Sie griente. »Fiel mir grad so ein.«
»Das muss an meinem Einfluss liegen.«
Sie stöhnte, dann schwenkte sie den Armlehnenmonitor ihres Datacomps zurück und machte sich daran, ihre Ordner mit dem Nachrichtenwechsel zwischen Jagan und ihr aufzurufen.
Ungefähr zweieinhalb Stunden später, auf Trilbys biologischer Uhr war es kurz nach Mitternacht, meldete die Careless Venture Kontakt mit einem imperialen Außenposten. Sie blickte auf das Zeit- und Datumsfeld am oberen Bildschirmrand, während fremde zafharische Worte über den Bildschirm rollten. Jetzt kannte sie Rhis Vanur schon fünf Tage.
Full Hand, wie man auf Lingo sagt.
Fünf Tage, in denen ihr Leben komplett auf den Kopf gestellt worden war.
Rhis’ Finger tanzten über die Konsole. »Es sollte doch wohl möglich sein, Hörkontakt herzu– ah, ja.« Eine Lämpchenreihe in der Mitte des Schaltbords hatte im selben Augenblick von Rot auf Grün gewechselt.
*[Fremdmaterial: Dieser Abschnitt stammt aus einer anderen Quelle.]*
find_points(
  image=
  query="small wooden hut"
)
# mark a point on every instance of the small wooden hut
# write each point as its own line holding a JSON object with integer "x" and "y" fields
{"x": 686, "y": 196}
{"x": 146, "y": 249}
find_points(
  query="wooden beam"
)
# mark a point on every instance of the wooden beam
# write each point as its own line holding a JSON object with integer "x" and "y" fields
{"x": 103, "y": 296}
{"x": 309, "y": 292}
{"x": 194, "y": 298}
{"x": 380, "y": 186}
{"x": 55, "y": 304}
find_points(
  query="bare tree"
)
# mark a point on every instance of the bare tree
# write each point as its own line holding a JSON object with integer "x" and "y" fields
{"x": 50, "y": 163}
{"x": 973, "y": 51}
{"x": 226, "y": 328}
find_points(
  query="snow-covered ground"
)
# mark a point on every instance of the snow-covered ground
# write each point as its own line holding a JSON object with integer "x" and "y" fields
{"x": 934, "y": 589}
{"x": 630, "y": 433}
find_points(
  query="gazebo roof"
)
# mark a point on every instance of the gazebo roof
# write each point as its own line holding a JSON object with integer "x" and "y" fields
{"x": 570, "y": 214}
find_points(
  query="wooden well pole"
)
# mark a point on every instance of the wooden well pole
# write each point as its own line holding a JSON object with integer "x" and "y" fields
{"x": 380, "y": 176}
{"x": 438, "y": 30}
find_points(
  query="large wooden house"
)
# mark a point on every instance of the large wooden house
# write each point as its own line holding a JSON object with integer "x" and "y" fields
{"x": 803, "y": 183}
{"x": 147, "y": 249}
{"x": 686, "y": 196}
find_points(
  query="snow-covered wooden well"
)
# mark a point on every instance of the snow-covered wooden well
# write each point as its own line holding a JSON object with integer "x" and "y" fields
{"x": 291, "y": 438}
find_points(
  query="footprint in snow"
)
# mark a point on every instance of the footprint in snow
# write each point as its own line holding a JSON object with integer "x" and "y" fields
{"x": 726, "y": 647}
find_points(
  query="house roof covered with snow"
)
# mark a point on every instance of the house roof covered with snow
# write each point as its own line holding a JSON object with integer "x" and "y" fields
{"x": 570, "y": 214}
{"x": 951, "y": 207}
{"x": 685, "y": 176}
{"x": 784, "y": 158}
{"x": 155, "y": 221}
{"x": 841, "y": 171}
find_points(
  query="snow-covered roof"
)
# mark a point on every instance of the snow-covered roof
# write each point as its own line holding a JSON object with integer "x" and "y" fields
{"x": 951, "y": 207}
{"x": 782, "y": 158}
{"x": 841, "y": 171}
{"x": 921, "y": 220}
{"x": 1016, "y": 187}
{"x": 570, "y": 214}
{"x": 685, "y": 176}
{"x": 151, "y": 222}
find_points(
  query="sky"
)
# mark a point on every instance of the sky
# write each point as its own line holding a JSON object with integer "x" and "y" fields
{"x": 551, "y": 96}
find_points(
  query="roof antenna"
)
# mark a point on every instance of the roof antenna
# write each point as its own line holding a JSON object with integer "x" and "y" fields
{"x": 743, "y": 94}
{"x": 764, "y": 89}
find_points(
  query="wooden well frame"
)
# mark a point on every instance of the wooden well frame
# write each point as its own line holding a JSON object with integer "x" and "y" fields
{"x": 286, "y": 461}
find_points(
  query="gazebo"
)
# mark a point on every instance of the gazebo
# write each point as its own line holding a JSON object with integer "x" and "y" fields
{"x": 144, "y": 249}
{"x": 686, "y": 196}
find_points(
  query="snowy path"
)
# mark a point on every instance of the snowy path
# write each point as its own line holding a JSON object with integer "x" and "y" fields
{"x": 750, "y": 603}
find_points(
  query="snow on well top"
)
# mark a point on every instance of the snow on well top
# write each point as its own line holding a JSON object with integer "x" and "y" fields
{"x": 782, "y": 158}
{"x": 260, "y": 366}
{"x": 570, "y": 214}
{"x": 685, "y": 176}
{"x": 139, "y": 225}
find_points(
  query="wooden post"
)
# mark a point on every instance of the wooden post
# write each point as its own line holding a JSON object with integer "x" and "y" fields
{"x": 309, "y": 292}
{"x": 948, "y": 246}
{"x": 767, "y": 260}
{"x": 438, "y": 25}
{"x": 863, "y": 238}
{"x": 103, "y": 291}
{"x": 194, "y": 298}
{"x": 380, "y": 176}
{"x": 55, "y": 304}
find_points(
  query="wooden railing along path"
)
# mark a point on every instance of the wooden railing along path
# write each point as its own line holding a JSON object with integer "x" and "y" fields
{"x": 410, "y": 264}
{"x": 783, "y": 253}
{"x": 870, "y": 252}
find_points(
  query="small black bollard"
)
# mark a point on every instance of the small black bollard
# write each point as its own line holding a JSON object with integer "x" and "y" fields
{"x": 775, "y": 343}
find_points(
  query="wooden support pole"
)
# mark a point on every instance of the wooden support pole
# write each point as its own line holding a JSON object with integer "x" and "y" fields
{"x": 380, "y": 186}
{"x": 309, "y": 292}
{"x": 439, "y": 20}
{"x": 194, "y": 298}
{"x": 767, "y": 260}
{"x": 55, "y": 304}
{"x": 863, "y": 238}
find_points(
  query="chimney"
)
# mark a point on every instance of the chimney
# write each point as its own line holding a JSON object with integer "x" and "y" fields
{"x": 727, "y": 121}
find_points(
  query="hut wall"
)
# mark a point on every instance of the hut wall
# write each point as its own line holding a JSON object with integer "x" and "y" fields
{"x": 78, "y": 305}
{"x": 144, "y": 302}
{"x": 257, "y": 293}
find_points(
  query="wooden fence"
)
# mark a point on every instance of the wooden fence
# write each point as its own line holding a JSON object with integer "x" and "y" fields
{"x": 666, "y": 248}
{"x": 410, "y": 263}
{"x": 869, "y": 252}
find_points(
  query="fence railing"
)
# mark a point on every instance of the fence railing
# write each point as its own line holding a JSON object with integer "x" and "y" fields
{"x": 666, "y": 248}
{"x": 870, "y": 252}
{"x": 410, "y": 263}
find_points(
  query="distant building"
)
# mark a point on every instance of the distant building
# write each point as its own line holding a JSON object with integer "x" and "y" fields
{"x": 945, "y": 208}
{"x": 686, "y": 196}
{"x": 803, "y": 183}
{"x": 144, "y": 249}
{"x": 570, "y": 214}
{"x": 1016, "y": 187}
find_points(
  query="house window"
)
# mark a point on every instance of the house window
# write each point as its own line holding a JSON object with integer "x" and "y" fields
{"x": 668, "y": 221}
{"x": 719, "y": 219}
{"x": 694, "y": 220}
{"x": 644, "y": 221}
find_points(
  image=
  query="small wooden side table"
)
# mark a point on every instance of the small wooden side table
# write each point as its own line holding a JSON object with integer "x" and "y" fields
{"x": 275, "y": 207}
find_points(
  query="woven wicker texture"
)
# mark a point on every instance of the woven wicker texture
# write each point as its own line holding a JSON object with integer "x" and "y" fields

Aus den Lautsprechern drang eine männliche Stimme. Vermutlich identifizierten sie sich erst einmal gegenseitig. Von der folgenden Konversation zwischen Rhis und dem Außenposten verstand sie nichts, erkannte höchstens ein paar vads und navs und ein paar Allgemeinbegriffe wie Dock oder Fahrplan. Und Razalka. Diesen Namen hörte sie und die Namen Tivahr und Vanushavor, die mehrmals fielen.
Aber keine Chance, daraus irgendetwas Sinnvolles abzuleiten. Also lehnte sie sich gemütlich zurück und wartete ab.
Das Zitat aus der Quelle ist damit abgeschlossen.